1. The mitotic cell division – observing of phases of mitosis
Material and methods: microscope, Petri dish, razor blade, fixation solution, maceration
solution, dye.
– we cut cca 0,5 cm long part of root apex and put it into fixation solution for 15 minutes.
Then we move it to maceration solution for 10 minutes, after that we rinse it in destilled water
for 10 minutes. We move it to microscope slide and cut 2 mm long part from apex, the rest of
root is trashed. We add drop of dye and cover with cover slip. We squash it with slight
pressure using a pencil. We observe under microscope.

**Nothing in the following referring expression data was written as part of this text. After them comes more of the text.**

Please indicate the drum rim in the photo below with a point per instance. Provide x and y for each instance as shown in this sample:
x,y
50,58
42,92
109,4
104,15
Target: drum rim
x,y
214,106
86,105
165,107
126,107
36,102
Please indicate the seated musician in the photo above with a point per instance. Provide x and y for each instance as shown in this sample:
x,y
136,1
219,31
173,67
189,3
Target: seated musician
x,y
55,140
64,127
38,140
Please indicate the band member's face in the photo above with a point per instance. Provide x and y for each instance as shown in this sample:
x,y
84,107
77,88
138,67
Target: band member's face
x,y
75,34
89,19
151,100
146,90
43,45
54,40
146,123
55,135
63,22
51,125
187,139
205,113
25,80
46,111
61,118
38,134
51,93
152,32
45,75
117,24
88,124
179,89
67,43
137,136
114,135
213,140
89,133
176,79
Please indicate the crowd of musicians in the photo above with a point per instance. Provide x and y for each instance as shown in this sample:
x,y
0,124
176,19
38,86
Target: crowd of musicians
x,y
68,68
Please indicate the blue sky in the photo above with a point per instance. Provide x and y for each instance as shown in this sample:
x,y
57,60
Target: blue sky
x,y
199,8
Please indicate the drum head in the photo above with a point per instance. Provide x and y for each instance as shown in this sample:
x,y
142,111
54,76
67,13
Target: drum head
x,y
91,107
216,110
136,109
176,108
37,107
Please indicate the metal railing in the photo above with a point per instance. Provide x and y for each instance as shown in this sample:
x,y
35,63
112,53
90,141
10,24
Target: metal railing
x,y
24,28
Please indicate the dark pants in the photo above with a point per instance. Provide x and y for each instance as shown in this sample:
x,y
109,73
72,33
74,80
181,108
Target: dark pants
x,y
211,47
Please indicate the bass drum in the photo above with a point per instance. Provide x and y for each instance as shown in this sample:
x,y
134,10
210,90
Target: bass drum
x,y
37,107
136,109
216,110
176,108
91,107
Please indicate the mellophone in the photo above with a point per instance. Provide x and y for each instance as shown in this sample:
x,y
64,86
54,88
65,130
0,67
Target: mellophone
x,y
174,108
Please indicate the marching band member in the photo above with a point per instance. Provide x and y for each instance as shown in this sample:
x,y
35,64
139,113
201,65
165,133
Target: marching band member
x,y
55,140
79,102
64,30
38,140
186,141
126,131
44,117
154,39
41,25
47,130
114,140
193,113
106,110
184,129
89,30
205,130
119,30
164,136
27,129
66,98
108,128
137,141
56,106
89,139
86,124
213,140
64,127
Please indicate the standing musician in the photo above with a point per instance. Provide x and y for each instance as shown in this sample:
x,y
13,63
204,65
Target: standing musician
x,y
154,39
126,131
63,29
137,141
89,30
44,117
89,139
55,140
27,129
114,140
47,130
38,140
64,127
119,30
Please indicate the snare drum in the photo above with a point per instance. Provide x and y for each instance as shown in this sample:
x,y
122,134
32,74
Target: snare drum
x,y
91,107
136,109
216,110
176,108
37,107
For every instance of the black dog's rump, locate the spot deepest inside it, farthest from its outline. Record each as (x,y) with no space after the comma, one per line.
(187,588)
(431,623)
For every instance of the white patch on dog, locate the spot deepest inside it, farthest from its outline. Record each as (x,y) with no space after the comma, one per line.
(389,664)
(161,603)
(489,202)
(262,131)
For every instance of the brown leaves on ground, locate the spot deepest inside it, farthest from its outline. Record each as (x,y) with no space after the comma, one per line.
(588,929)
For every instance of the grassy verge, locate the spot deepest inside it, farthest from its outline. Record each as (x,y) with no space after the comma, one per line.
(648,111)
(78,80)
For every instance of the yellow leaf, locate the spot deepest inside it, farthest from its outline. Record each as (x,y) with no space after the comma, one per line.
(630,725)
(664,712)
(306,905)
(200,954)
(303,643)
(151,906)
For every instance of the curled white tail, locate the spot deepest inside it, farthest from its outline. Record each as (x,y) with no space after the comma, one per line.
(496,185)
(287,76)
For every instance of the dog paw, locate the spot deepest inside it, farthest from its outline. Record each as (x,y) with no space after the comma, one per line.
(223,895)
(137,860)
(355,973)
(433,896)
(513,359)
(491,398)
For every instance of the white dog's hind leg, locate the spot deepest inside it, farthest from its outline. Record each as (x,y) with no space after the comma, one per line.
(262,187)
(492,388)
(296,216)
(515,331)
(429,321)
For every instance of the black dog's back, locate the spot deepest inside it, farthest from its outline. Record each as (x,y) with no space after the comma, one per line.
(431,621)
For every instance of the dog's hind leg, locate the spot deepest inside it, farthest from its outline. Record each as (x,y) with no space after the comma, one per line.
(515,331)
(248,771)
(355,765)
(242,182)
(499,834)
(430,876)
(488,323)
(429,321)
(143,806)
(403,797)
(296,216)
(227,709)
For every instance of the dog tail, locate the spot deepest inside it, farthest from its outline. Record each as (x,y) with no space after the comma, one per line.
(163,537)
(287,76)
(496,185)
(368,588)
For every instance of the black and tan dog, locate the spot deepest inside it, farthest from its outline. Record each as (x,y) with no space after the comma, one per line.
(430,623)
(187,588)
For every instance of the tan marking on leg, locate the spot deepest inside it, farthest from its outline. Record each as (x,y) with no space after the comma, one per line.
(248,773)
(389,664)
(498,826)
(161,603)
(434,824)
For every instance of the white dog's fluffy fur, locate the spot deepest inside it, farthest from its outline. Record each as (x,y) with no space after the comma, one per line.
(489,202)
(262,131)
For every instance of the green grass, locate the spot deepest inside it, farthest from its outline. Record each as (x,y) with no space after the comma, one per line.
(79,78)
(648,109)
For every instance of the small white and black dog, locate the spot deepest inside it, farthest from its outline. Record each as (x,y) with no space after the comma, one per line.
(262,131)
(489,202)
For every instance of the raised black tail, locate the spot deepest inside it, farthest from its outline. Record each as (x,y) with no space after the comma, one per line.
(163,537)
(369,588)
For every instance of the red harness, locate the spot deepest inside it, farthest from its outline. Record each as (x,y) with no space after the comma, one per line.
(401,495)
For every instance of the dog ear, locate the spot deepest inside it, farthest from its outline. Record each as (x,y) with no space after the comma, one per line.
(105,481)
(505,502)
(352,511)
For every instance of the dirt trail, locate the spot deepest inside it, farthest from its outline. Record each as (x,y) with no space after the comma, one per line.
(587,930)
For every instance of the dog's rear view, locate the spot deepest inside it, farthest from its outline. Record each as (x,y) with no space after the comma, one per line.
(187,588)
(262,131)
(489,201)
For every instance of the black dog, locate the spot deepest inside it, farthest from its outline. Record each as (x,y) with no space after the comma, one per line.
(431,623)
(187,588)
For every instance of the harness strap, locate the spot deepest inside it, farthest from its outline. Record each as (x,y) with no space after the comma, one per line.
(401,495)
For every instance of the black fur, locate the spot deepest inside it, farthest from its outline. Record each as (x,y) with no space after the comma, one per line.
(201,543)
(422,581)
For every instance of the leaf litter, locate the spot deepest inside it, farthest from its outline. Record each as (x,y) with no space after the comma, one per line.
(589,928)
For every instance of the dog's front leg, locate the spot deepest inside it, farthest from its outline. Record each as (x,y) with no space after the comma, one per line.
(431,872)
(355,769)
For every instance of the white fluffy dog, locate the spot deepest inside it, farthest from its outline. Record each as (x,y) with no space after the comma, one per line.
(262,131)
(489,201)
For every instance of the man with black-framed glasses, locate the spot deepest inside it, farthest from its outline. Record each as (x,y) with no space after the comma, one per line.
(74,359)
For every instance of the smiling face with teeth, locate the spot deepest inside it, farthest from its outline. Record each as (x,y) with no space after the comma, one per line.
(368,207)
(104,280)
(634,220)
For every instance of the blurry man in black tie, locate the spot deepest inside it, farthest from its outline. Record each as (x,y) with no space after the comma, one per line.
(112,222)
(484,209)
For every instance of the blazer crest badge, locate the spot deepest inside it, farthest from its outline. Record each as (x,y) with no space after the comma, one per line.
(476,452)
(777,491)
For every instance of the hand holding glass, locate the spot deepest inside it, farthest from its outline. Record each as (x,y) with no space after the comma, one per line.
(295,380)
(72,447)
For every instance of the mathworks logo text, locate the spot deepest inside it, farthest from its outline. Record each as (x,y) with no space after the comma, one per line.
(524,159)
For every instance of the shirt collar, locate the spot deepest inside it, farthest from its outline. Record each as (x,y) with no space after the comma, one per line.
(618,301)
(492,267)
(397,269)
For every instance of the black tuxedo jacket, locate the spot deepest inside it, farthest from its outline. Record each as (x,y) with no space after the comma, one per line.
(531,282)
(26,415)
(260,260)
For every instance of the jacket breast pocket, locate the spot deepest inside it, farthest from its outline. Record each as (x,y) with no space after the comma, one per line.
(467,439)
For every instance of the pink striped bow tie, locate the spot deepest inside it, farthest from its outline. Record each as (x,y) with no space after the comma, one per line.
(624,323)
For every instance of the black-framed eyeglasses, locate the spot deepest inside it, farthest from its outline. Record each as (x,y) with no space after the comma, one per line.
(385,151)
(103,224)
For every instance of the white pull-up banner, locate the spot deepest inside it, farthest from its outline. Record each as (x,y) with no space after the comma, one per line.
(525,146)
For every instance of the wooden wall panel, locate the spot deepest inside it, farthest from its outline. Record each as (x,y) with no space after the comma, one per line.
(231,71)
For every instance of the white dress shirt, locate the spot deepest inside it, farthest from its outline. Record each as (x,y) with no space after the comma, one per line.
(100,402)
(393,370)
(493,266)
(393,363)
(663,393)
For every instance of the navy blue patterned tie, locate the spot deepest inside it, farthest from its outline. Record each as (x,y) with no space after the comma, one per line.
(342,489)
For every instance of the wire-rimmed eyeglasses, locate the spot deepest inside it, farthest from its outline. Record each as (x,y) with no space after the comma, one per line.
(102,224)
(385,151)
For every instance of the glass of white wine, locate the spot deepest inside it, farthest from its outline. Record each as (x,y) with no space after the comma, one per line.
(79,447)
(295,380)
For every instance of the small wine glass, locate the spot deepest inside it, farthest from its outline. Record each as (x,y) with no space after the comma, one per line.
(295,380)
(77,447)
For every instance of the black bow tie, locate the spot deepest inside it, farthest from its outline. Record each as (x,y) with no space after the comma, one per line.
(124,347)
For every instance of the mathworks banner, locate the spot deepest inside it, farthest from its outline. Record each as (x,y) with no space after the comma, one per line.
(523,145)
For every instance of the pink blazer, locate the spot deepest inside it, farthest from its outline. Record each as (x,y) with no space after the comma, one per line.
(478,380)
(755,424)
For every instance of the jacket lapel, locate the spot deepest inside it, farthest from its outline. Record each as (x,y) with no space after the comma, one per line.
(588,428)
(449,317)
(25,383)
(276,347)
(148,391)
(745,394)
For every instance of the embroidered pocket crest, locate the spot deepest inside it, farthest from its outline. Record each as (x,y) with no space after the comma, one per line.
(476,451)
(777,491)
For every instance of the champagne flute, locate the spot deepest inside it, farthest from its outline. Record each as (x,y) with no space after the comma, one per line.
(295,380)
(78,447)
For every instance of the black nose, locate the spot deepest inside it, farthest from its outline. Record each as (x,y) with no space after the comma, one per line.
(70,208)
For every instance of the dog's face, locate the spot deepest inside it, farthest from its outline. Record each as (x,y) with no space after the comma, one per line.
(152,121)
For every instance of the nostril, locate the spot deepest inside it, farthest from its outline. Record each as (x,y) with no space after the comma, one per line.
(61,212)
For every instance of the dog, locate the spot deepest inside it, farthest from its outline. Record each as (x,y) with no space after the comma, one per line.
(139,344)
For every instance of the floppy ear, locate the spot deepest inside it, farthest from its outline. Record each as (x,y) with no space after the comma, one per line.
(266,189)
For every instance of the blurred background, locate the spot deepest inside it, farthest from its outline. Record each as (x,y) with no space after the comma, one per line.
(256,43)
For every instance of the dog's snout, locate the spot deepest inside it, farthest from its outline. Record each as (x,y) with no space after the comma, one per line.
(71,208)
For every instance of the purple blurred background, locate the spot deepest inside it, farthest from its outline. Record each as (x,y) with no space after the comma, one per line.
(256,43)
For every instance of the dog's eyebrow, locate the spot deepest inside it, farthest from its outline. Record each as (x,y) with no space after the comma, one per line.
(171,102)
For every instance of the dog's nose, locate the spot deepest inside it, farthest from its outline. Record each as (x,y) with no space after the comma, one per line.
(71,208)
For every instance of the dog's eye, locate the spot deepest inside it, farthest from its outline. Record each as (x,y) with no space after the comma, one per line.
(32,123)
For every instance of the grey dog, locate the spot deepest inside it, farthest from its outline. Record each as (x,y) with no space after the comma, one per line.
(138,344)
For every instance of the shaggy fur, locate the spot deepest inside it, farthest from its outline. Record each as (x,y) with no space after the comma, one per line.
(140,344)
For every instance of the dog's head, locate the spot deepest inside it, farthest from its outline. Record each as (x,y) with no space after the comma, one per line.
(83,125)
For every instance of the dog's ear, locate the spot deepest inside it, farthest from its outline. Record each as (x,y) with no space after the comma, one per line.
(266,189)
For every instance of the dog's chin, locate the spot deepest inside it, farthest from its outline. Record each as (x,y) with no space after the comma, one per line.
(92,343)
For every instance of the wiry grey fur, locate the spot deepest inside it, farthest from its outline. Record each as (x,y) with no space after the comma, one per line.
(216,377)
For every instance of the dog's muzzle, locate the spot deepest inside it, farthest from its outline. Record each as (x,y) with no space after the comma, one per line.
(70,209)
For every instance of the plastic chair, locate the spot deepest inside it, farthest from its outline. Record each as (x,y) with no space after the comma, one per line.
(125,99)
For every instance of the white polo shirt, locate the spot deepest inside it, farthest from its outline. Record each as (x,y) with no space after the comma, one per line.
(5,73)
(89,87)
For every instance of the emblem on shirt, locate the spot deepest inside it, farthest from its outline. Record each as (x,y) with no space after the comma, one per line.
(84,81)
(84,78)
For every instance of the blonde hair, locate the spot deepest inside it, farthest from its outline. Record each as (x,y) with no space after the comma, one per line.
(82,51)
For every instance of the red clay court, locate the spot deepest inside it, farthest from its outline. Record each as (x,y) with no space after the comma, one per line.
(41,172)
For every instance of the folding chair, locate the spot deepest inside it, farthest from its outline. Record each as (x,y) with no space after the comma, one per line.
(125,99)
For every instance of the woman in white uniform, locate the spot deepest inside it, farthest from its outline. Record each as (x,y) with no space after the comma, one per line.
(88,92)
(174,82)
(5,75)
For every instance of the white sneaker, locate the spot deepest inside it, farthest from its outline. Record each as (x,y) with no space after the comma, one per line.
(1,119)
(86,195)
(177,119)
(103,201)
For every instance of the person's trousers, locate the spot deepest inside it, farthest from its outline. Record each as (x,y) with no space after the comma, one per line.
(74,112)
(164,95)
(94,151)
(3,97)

2. The evolution processes after fertilization – the observing of stages of ontogenesis
using model of Psammechinus miliaris
The process of prenatal evolution of new specimen starts with fertilization of egg and first
mitotic division of zygote. This process is divided into two phases – blastogenesis (from
fertilization to the start of creation of organ systems) and organogenesis (creation of organ
systems). Blastogenesis is characterised by constant division of cells.
Material and methods: microscope, microscope slides of blastogenesis
5. The nucleic acids
The nucleic acid are basic elements of biological systems. They are the bearers of genetic
continuity. They are macromolecular polymers, which are composed of basic building
components – monomers – nucleotides. Single nucleotides are in molecule polymerized –
binded into long polynucleotide chains, in which H3PO4 of one nucleotide is binded with
pentose of another nucleotide. The representation of polynucleotides and their sequence in
polynucleotide chain is called primary structure.
1. The proof of deoxyribonucleic acid ( DNA ) in nucleus
Material and methods: onion, filter paper, Strassburger‘s mixture, microscope.
– we place onion skin into drop of Strassburger’s mixture and cover with cover slip. After
couple of minutes we observe under microscope.
2. Separation and detection od nucleic acids
Material and methods: isolated DNA or RNA, ELFO, agarose gel, ethidium bromide, loading
buffer, UV lamp, elektrolyte.
– to 5 μl of isolated nucleic acid we add 2μl 6x loading buffer and we centrifugate for 2
minutes. Prepared sampe is loaded into 2% agarose gel with ethidium bromid. We run the
electrophoresis. Single parts of nucleic acids run through gel according their molecular mass –
the quickest are the molecules with smallest molecular mass. The detection of nucleic acids is
done using UV lamp.
6. Basic questions of genetics
The basic method used in Mendel’s genetics is crossing – hybridization (sexual reproduction
of two individuals with different genotype). The offsprings are hybrids.
Very well described genetic object is Drosophila melanogaster, which has:
- short time of development (10 – 14 days )
- high reproductive ability
- minimal costs on laboratory breeding
- 4 pairs of chromosomes
- number of well-distinguished signs
- many signs following Mendel’s rules
In monohybrid crossing, we observe one property. The results of reciprocal crossing are in F1
generation the same. In F2 generation, which is created by crossing of F1 generation, the
offsprings are from 75% with dominant phenotype and from 25% with recessive phenotype.